What else do we see in the trailer? We see the family before and after the zombie apocalypse. We see them enjoying life and now having to struggle together in the wake of this disaster. We see them die one by one. The family orientation brings the viewer into focus. We think: what if my family was in this position? Would I go out the door to attack a zombie horde to save my daughter? This is pathos. Before we continue on, I suggest you take a look at the trailer and a few of its accompanying remixes. Now back to the idea of pathos. We have to keep in mind that the Dead Island trailer, if we stick to our premise, is making a promise to the viewer. It’s saying that the heart wrenching nature of the trailer will translate into the game. Will they be able to live up to this?

So many gamers ask: why would Deep Silver subject viewers to this kind of emotion? Why do they want to make us sad? Why am I feeling this way? What illustrated this point for me were the videos that have been sped up, reversed and changed chronologically. Gamers want to understand the trailer and the emotion within it. There’s this scepticism that surrounds the trailer’s imagery. The image of the little girl dying is so powerful that some viewers resent being exposed to it. The video game trailer is a promise, but viewers of a more passive nature may be exposed only to the surface and will misinterpret what it is trying to achieve. A trailer has to appeal to all sides of a gamer. Since we’ve already taken a bit of an Aristotelian turn here, let’s look at the trailer’s Logos.

Logos is the appeal to the reason or logic of the viewer. Let’s take a look back at a really good trailer. The Bioshock Infinite debut trailer is a short minute-and-a-half scene. The trailer focuses on the viewer’s logos. It displays the environment you will be exploring, some slight hints at game play mechanics and a little story. With trailers like these the subsequent gameplay trailers for Bioshock Infinite, you see that trailer directors strive for a cinematic quality. They want to present the trailer in a way that says, “You could do this in the actual game.” Key visual details, things that will make you think and imagine, these are the qualities of a good, reason-driven trailer.


Why would a director choose to appeal to logos or pathos? Why not both? Personally, the Dead Island trailer, as a stand alone film, is beautiful. It’s heart wrenching, dramatic and visually stunning; however, there’s a pervasive opinion that the trailer promise must be achieved. This mindset, a sceptical one, is different than a critical one. A gamer can still be excited for a video game though they may be critical of what they are shown. This keeps us objective about our experience, not wanting to be drawn in by stunning visuals or hype. We have to deconstruct our experience and understand why the trailer works.

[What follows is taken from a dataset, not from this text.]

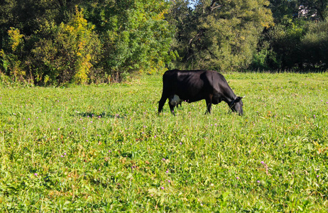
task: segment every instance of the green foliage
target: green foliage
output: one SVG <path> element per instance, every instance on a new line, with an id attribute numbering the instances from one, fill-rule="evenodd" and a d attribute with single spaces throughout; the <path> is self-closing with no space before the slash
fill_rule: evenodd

The one area of scepticism that surrounds the trailer is this: it’s meant to sell you a product. The Dead Island trailer is not art for art’s sake. It is a highly emotional trailer that affects both the pathos and the logos of the viewer. However, it is still a selling point.

The art of the trailer is a complex one. The most important trait a trailer requires is tact. They make a promise to the viewer. This is how the game will be, it says. If a video game doesn’t live up to that promise gamers will revolt against it. The Dead Island trailer made its debut in February and to this day it is still an emotion packed trailer. It appeals to both the logos and the pathos of the viewer, and it effectively made me want to buy the game. All aspects of video game culture have to be examined. As video games grow as an art form, we have to be critical of what we are shown and we need to develop the skills to deconstruct what we see. Was the Dead Island trailer a marketing ploy? Was it an artistic short film? Was it intentionally viral? It made me shed a few tears and that’s enough to make me want the game.